A "Hello, World!" program is generally a simple computer program which outputs (or displays) to the screen (often the console) a message similar to "Hello, World!" while ignoring any user input. While small test programs have existed since the development of programmable computers, the tradition of using the phrase "Hello, World!" goes back an example program from 1978! Here is Python's "Hello, World!" program:

In [None]:
print("Hello, World!")

Here, the Python built-in `print()` function displays the text or numbers provided to it. In this case, we gave the text "Hello, World!" as the input to the print function.

### Variables and Types

- *Variables*: Containers for storing data values. In Python, variables are created the moment you give or assign a value to them using the `=` operator. Variables are case-sensitive.
- *Types*: The different types of data that can be stored in variables. Python variables can hold various data types, including integers, floats, strings, booleans, tuples and lists.

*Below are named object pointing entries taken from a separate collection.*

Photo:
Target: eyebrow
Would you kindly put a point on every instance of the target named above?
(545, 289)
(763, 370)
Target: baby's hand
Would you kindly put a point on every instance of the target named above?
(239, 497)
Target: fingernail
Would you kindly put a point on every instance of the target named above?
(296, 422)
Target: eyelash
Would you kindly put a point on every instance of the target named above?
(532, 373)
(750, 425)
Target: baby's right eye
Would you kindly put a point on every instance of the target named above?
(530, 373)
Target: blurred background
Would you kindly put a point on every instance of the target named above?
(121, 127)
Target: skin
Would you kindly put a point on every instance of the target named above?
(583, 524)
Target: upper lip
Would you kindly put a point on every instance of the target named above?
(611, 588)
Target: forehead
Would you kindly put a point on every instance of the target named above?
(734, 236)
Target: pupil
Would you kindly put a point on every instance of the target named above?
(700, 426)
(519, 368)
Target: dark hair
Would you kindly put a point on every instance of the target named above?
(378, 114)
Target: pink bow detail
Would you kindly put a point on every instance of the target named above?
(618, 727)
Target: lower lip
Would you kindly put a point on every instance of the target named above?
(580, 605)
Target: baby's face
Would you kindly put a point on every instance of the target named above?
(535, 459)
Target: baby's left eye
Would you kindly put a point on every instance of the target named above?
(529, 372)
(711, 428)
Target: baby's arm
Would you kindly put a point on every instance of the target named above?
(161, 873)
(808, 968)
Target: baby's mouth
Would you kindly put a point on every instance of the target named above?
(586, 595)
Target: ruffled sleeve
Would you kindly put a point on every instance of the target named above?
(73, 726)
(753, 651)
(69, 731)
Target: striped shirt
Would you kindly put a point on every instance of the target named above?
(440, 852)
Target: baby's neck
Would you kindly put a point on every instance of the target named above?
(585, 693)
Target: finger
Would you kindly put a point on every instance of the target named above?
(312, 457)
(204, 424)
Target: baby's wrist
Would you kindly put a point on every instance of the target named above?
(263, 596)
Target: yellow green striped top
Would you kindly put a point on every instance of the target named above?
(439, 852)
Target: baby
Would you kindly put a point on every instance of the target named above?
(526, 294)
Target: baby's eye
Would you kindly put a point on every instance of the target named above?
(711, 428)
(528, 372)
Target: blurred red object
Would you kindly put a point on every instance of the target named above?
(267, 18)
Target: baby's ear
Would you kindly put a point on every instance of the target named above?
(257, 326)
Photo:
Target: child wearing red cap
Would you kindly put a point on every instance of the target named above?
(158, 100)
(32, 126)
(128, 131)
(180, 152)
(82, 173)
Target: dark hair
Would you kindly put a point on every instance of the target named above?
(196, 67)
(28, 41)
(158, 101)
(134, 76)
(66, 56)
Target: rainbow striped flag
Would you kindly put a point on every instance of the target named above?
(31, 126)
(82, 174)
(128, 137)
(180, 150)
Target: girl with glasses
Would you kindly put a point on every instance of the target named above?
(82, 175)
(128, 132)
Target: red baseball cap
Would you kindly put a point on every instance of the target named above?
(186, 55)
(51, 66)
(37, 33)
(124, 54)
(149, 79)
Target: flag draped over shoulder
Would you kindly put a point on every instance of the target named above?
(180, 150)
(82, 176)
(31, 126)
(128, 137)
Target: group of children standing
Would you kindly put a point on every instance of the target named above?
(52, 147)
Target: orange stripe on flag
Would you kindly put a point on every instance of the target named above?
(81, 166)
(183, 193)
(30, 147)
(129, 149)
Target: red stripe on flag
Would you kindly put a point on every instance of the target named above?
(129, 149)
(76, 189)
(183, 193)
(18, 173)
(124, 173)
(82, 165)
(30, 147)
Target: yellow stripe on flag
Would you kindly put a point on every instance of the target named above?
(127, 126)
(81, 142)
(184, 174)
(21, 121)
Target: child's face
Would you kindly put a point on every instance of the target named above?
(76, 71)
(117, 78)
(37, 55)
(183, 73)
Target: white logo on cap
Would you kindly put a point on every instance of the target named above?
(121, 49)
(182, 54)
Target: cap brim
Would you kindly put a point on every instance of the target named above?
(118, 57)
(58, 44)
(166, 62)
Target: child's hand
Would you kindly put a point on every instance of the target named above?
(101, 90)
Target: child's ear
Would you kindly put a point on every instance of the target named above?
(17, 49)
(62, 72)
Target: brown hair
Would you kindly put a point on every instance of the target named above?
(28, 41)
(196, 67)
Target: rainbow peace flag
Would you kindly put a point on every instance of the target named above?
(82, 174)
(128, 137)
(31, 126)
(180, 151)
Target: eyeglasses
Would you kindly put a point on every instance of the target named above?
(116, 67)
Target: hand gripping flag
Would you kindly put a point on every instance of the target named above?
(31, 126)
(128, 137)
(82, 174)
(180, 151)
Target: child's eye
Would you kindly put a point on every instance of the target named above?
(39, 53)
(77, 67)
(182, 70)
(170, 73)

Use the built-in `type()` function to check the type of a variable by giving that variable as an input.

In [None]:
a = 10       # An integer variable (whole numbers)

In [None]:
a

In [None]:
b = 5.5      # A float variable (numbers with a decimal point)
b

In [None]:
c = "Hello!" # A string variable (text)
c

In [None]:
type(a), type(b), type(c)

- Variable names must start with a letter or an underscore (`_`).
- Variable names can only contain letters, numbers, and underscores.
- Variable names cannot contain spaces or special characters.

### Python Operators
<center>$\textbf{Python Arithmetic Operators and Functions}$</center>

| Operator | Math | Code | Math Example | Code Example |
|----------|------|------|---------|---------|
|Addition  |$+$   |`+`   |$1 + 2 = 3$   |`1 + 2 == 3`  |
|Subtraction|$-$   |`-`  |$1 - 2 = -1$|`1 - 2 == -1` |
|Multiplication|$\times$ |`*` |$1 \times  2 = 2$|`1 * 2 == 2`|
|Division  |$\div$|`/`   |$1 \div 2 = 0.5$|`1 / 2 == 0.5`|
|Floor Division| $\lfloor \frac{a}{b}\rfloor$	|   `//` | $\lfloor \frac{1}{2}\rfloor = 0$	| `1 // 2 == 0`|
|Exponentiation|$a^b$ |`**`  |$1^2 = 1$| `1 ** 2 == 1`|
|Absolute Value| $|a|$	|   `abs()` | $|-1| = 1$	| `abs(-1) == 1`|
|Remainder| mod	|   `%` | $5~\text{mod}~2 = 1$	| `5 % 2 == 1`|

In [None]:
# Addition
1 + 2


In [None]:
# Subtraction
1 - 2

In [None]:
# Multiplication
1 * 2

In [None]:
# Division
1 / 2

In [None]:
# Floor Division - divide and truncate any decimal part (round down)
1 // 2

In [None]:
# Exponentiation
1 ** 2

In [None]:
# Absolute Value
abs(-1)

In [None]:
# Remainder
5 % 2

### Imports and Modules

In Python, you use the `import` keyword to access a bundle of code called a module (or package). Access components of the imported module using "dot notation."

In [None]:
import math

In [None]:
# Calculate the area of a circle with radius r. Try changing r!
r = 1
math.pi * r ** 2 # Note the order of operations

In [None]:
r = 1
pi * r ** 2  # Doesn't work because there is no variable named pi!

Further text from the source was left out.